John Donne: Expostulation X. Lente et serpenti
MY God, my God, I have been told, and told by relation, by her own brother that did it, by thy servant Nazianzen, that his sister in the vehemency of her prayer, did use to threaten thee with a holy importunity, with a pious impudency. I dare not do so, O God; but as thy servant Augustine wished that Adam had not sinned, therefore that Christ might not have died, may I not to this one purpose wish that if the serpent, before the temptation of Eve, did go upright and speak,[2] that he did so still, because I should the sooner hear him if he spoke, the sooner see him if he went upright?
In his curse I am cursed too; his creeping undoes me; for howsoever he begin at the heel, and do but bruise that, yet he, and “death” in him, “is come into our windows”; [Jer. 9:21] into our eyes and ears, the entrances and inlets of our soul. He works upon us in secret and we do not discern him; and one great work of his upon us is to make us so like himself as to sin in secret, that others may not see us; but his masterpiece is to make us sin in secret, so as that we may not see ourselves sin. For the first, the hiding of our sins from other men, he hath induced that which was his offspring from the beginning, a lie; [John 8:44] for man is, in nature, yet in possession of some such sparks of ingenuity and nobleness, as that, but to disguise evil, he would not lie.
The body, the sin, is the serpent's; and the garment that covers it, the lie, is his too. These are his, but the hiding of sin from ourselves is he himself: when we have the sting of the serpent in us, and do not sting ourselves, the venom of sin, and no remorse for sin, then, as thy blessed Son said of Judas, “He is a devil”; [John 6:70] not that he had one, but was one; so we are become devils to ourselves, and we have not only a serpent in our bosom, but we ourselves are to ourselves that serpent.
How far did thy servant David press upon thy pardon in that petition, “Cleanse thou me from secret sins”? [Ps. 19:12] Can any sin be secret? for a great part of our sins, though, says thy prophet, we conceive them in the dark, upon our bed, yet, says he, we do them in the light; there are many sins which we glory in doing, and would not do if nobody should know them. Thy blessed servant Augustine confesses that he was ashamed of his shamefacedness and tenderness of conscience, and that he often belied himself with sins which he never did, lest he should be unacceptable to his sinful companions.

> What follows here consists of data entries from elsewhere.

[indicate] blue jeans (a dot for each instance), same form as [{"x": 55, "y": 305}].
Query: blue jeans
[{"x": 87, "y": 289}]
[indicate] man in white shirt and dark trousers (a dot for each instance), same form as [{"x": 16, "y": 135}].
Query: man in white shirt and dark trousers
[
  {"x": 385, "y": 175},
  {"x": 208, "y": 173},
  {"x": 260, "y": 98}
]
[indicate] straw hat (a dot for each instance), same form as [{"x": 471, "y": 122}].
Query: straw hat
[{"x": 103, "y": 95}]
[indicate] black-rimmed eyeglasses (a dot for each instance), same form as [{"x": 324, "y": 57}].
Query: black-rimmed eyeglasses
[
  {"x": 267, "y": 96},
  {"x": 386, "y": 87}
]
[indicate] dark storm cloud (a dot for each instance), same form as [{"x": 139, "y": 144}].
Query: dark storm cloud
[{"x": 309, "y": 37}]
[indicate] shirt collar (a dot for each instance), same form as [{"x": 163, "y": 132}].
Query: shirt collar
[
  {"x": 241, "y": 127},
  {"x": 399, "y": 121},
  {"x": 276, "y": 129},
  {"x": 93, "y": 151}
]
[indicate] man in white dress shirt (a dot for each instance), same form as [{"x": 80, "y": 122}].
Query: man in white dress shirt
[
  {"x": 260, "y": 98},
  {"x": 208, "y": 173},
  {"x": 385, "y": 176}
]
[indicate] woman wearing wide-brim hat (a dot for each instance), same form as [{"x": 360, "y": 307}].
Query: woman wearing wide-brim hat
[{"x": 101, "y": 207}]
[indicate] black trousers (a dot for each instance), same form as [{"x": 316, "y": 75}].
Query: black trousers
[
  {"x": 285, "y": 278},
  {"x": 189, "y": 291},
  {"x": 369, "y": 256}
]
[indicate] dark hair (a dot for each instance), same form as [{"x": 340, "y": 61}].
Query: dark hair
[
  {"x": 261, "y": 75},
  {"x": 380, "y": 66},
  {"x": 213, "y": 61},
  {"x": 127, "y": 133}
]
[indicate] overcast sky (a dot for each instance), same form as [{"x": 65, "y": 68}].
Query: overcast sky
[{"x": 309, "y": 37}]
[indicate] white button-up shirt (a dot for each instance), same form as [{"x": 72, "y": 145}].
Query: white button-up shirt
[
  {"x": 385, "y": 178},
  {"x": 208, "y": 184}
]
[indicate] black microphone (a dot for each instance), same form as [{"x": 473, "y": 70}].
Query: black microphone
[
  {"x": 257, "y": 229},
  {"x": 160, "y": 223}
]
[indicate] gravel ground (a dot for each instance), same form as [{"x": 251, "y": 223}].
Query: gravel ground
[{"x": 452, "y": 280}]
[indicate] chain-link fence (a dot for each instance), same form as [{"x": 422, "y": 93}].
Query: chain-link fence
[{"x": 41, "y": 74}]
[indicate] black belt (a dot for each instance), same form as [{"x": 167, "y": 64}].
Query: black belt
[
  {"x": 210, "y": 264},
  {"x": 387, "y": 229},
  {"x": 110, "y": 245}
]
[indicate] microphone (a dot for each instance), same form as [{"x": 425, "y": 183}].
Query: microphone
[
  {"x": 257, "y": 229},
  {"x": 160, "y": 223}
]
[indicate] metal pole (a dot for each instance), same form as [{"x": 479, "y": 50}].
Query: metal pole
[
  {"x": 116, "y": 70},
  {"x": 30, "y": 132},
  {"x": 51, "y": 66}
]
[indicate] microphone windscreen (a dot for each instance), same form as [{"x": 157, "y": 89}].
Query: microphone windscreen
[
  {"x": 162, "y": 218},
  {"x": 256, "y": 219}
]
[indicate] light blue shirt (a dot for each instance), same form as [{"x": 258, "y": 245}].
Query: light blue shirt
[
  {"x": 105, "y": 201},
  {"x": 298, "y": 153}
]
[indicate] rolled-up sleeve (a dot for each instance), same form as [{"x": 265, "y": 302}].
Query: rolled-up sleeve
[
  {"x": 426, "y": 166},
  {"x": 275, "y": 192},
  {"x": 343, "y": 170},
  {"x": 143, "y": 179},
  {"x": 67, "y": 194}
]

But if we would conceal them (thy prophet found such a desire, and such a practice in some, when he said, “Thou hast trusted in thy wickedness, and thou hast said, None shall see me” [Is. 47:10]), yet can we conceal them? Thou, O God, canst hear of them by others: the voice of Abel's blood will tell thee of Cain's murder; [Gen. 4:10] the heavens themselves will tell thee. Heaven shall reveal his iniquity; a small creature alone shall do it, “A bird of the air shall carry the voice, and tell the matter”; [Eccles. 10:20] thou wilt trouble no informer, thou thyself revealedst Adam's sin to thyself; [Gen. 3:8] and the manifestation of sin is so full to thee, as that thou shalt reveal all to all; “Thou shalt bring every work to judgment, with every secret thing”; [Eccles. 12:14] “and there is nothing covered that shall not be revealed.” [Matt. 10:26]
But, O my God, there is another way of knowing my sins, which thou lovest better than any of these; to know them by my confession. As physic works, so it draws the peccant humour to itself, that, when it is gathered together, the weight of itself may carry that humour away; so thy Spirit returns to my memory my former sins, that, being so recollected, they may pour out themselves by confession. “When I kept silence,” says thy servant David, “day and night thy hand was heavy upon me; but when I said, I will confess my transgressions unto the Lord, thou forgavest the iniquity of my sin.” [Ps. 32:3-5]
Thou interpretest the very purpose of confession so well, as that thou scarce leavest any new mercy for the action itself. This mercy thou leavest, that thou armest us thereupon against relapses into the sins which we have confessed. And that mercy which thy servant Augustine apprehends when he says to thee, "Thou hast forgiven me those sins which I have done, and those sins which only by thy grace I have not done": they were done in our inclination to them, and even that inclination needs thy mercy, and that mercy he calls a pardon. And these are most truly secret sins, because they were never done, and because no other man, nor I myself, but only thou knowest, how many and how great sins I have escaped by thy grace, which, without that, I should have multiplied against thee.